Поцеловал великолепную кисть.

— Так все-таки где вы встретились: на Тринидаде или на Тобаго?

— Ну что ты все язвишь? — урезонил его Ян и тут же крикнул всем: — Господа, мы принесли целый бокс «Татинже»!

Ваксон и Диттерних вышли в темноватый двор многоквартирного дома. Чуть-чуть светились остатки ноздреватых сугробов. Пахло волнующей весенней грязью. Среди затрапезного советского автотранспорта выделялся свежестью ярко-желтый «фольксваген». Она пригласила его в эту машину. Там он передал ей тяжелую папку с написанным на ней адресом калифорнийского адвоката.

— Я вам очень признателен, Шанталь, — сказал он и чуть потянулся, чтобы поцеловать ее в щеку.

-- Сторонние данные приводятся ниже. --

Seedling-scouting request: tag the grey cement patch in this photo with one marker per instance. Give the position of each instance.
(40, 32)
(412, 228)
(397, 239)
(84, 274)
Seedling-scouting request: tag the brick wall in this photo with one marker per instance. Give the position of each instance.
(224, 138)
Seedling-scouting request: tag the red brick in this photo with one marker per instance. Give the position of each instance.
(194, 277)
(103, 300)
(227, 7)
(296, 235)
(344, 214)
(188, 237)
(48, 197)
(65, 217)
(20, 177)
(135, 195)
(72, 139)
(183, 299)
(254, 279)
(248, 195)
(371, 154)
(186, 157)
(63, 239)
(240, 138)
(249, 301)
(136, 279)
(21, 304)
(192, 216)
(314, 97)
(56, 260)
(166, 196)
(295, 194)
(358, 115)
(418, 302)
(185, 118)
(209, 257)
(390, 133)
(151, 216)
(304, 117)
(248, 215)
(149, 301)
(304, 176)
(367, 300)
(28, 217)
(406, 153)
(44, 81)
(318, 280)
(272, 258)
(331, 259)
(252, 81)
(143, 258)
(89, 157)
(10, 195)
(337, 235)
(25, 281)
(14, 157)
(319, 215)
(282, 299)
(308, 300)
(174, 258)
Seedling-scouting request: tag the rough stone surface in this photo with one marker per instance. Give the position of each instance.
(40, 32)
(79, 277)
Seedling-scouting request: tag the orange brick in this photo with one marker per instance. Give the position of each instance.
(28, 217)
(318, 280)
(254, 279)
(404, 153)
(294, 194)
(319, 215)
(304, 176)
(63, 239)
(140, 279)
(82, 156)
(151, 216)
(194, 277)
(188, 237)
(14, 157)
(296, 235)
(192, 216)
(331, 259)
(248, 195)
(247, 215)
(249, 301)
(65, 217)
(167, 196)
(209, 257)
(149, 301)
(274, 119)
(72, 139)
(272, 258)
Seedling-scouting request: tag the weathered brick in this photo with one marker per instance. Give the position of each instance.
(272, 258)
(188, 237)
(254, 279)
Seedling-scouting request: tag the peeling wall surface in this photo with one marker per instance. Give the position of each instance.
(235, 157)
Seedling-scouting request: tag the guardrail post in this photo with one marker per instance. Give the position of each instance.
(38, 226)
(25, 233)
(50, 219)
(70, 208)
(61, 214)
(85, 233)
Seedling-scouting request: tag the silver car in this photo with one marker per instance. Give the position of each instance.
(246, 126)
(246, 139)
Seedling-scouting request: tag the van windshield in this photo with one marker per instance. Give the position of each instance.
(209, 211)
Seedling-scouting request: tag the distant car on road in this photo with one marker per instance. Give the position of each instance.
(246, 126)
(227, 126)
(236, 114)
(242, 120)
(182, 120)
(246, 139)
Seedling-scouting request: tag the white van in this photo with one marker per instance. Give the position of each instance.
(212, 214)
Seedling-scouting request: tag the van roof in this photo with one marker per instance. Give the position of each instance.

— Не чичас, — строго сказала атташе.

Ё, неужели он доплывет, долетит, доползет по адресу? Неужели пробьется со всей ордой своих героев, с аритмией своих времен, с остранением своих пейзажей и замедлением стремительных сцен? Диттерних вела себя с такой уверенностью, как будто она ежедневно перетаскивала через границу постмодернистские романы отвержения. Во всяком случае, вполне очевидно, что она это делала не в первый раз. Как жительница «свободного мира», да еще и дипломат нейтральной страны, она, должно быть, считает это своим вкладом в борьбу советских крепостных за свое освобождение. Для нас — это огромное, опасное, невероятное дело, для нее — просто легкая авантюра в реалистическом шпионском фильме: самое большее, чем она рискует, — это аккредитация в Советском Союзе. Так или иначе, «Вкус огня» начал свое существование. Бон вояж!